Friday, 18 December 2015

Problem Area - Plant Pests ... Lily Beetle!

Good Morning!
Welcome to my next post related to Problem Areas. Currently I am focusing on Pests!
What exactly is a Plant Pest? 
A Plant Pest gains it's nutritional requirements from the host plant it feeds upon. 
There are various ways which it can gain it's sustenance but broadly speaking it either eats or sucks a plant's sap.
It's a good idea to take note of a pests life cycle as they are more vulnerable at certain stages.

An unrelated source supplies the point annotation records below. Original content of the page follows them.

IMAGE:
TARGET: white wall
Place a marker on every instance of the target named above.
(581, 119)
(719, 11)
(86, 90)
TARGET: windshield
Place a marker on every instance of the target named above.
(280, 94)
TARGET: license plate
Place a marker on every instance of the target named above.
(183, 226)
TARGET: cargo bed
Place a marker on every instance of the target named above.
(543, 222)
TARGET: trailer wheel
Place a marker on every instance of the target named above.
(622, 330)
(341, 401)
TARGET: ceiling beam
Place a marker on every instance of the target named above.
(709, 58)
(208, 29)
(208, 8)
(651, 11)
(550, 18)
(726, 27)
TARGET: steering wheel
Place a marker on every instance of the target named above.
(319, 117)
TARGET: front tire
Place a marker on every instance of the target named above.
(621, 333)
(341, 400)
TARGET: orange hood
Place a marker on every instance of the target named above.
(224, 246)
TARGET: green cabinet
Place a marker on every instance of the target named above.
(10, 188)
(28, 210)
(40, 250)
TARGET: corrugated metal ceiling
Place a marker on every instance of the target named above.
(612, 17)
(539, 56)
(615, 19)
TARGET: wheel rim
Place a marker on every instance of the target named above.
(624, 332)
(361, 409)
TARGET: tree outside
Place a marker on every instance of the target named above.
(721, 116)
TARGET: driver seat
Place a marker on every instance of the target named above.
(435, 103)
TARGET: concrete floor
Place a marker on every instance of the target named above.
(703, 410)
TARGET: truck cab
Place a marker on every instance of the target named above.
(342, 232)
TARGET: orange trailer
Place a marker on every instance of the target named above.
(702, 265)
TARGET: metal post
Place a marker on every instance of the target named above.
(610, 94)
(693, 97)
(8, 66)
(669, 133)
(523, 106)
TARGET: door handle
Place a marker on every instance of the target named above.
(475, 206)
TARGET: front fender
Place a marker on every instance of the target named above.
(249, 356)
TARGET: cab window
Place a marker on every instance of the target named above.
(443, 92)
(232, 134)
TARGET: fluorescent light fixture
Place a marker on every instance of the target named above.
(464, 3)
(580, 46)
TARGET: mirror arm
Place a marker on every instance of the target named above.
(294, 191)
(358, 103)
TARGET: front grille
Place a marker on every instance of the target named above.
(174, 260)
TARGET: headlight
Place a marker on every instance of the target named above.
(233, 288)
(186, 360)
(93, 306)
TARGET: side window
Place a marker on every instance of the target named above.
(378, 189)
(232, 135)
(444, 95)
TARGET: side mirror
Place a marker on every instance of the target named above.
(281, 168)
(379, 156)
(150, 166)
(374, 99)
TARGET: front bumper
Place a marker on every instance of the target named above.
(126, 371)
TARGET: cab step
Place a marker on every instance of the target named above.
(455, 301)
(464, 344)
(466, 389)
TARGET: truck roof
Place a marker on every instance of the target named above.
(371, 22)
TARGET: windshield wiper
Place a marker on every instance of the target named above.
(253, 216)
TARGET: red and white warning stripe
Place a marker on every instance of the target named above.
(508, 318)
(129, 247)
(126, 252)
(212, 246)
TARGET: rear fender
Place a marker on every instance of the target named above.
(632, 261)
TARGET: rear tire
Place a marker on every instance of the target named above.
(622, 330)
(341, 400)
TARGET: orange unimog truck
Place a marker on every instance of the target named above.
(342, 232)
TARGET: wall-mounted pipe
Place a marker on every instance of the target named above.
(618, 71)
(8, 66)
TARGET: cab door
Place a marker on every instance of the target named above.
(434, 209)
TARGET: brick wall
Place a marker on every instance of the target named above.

As the name suggests these are common pests to Lillies and Fritillaries and are distinguishable by their red colouring. As you can see from my photo below the adults can be found on and near other plants but it's only on Lillies and Fritillaries that their eggs are laid and grubs develop upon.

Lily Beetles or Red Lily Beetles as there otherwise known overwinter as adults under the soil, leaves and other sheltered places. This can be anywhere and not always near the plants that they favour. The beetles emerge on sunny days during March / April time when they start to look for foliage on host plants. Adults lay their eggs on the underside of leaves from April to mid - summer which hatch and the larvae then feeds on the foliage. When fully fed the larvae will go under the soil to pupate and emerge as adults during the summer. There is only one generation per year so unlike other pests these new adults will not mate until the following year.

Foliage on Lillies and Fritillaries is eaten away by the grubs hatched from eggs on the underside of leaves. The eggs are in clusters of orange/red and are sausage shaped, the larvae are about 6-8mm long and reddish brown, usually covered in their own black excrement. These grubs usually graze on the underside of leaves, resulting in dry white / brown patches and older grubs can devour whole leaves starting at the tips working back towards the stem.
Adults make rounded holes in the leaves when feeding and will also feed on petals & seed pods.
These attacks in Summer can lead to undersize bulbs developing which can hinder flowering the following year.

Lily Beetle Larvae Photo from Google.

Adult Lily Beetle Photo from Google.

If like me you like to garden Organically there are a few things you can do -
* Pick off and remove the pests as soon as you spot them.
If you only grow a few of these plants start inspecting them regularly from March onwards for any signs of the pest.
* Grow a variety that is claimed to be Lily Beetle tolerant -
Lillium (Lily 'Defender Pink').

There is also Chemical control available however please note that if you choose to use this please avoid spraying on plants in flower to avoid harming any innocent pollinating insects.
These products are also usually only beneficial on the young newly hatched larvae rather than the adults.

I hope you have found this interesting and helpful if any of you come across this particular pest!